At first, we think we hear the voice of a person buried under a tumult of mud and rocks. But Cohen will flip around the imagery: it is Earth that has been overwhelmed by the explosion of human civilization, and found itself buried under asphalt and garbage. The comparison between Earth and a hunchback holds in two ways. First, the spherical curvature of the planet is being compared to the arched back of the hunchback. Second, this could be an allusion to Victor Hugo’s Quasimodo. Just as Quasimodo likened himself to an ugly vase which holds beautiful flowers, Cohen alludes to the lifeless ground which supports golden fall foliage. Humanity, which wishes for a happy existence, is urged to therefore reverence our planet.
You strike my side by accident
As you go down for your gold
The cripple here that you clothe and feed
Is neither starved nor cold;
He does not ask for your company
Not at the centre, the centre of the world.

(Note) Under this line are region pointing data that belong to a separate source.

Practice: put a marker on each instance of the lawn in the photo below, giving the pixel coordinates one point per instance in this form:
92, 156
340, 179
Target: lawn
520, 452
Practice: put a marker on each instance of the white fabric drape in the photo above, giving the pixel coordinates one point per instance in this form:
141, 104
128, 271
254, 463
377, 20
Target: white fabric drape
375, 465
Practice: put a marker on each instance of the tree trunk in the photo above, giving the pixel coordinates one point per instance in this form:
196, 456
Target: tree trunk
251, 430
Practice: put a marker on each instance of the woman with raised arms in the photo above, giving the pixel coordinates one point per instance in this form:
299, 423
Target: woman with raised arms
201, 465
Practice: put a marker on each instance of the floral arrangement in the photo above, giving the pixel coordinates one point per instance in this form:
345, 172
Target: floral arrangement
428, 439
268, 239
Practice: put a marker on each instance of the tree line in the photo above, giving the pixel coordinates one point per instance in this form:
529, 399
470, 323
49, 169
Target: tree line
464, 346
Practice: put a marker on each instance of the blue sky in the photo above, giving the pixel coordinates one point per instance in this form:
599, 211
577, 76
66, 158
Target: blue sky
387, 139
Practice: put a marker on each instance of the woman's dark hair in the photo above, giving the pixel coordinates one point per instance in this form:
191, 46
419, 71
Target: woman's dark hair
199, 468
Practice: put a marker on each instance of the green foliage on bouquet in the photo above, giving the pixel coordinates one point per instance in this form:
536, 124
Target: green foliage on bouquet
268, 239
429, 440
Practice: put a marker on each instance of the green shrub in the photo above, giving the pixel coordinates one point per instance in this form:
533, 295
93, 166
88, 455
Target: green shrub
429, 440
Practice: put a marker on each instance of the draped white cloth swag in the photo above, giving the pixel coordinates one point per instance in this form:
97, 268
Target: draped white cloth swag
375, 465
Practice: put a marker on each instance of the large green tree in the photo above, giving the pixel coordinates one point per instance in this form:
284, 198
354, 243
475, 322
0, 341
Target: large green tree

This stanza is about the environmental degradation of mining, which Cohen also mourns in the climax of Steer Your Way. In that song, he also personifies the strip-mined mountains, alluding to Christ’s death: “They whisper still, the injured stones / The blunted mountains weep / As he died to make men holy / Let us die to make things cheap.” Here, he compares the piercing of the Earth with gold mines to the spear plunged into Jesus’ side during the Crucifixion. The latter half of the stanza is a likely reference to the littered food, clothing, and (rather morbidly) the dead miners left behind underground. Earth insists that such sacrificial offerings were never asked for!
When I am on a pedestal
You did not raise me there
Your laws do not compel me
To kneel grotesque and bare
I myself am the pedestal
For this ugly hump at which you stare.
The environmental movement is the focus of this stanza. Notably, Avalanche came out in 1971, during the emergence of the modern environmental movement — a year after the first Earth Day, and the same year as the founding of Greenpeace. Humans began to lift Earth up on a pedestal, but Earth does not want humans to feel self-satisfied about this. After all, it is Earth that is the pedestal upon which all humans stand. Cohen also makes reference to how deforestation has made Earth look hideous. This stanza potentially extends the Hunchback of Notre Dame metaphor, comparing Earth’s sufferings to the flogging of Quasimodo.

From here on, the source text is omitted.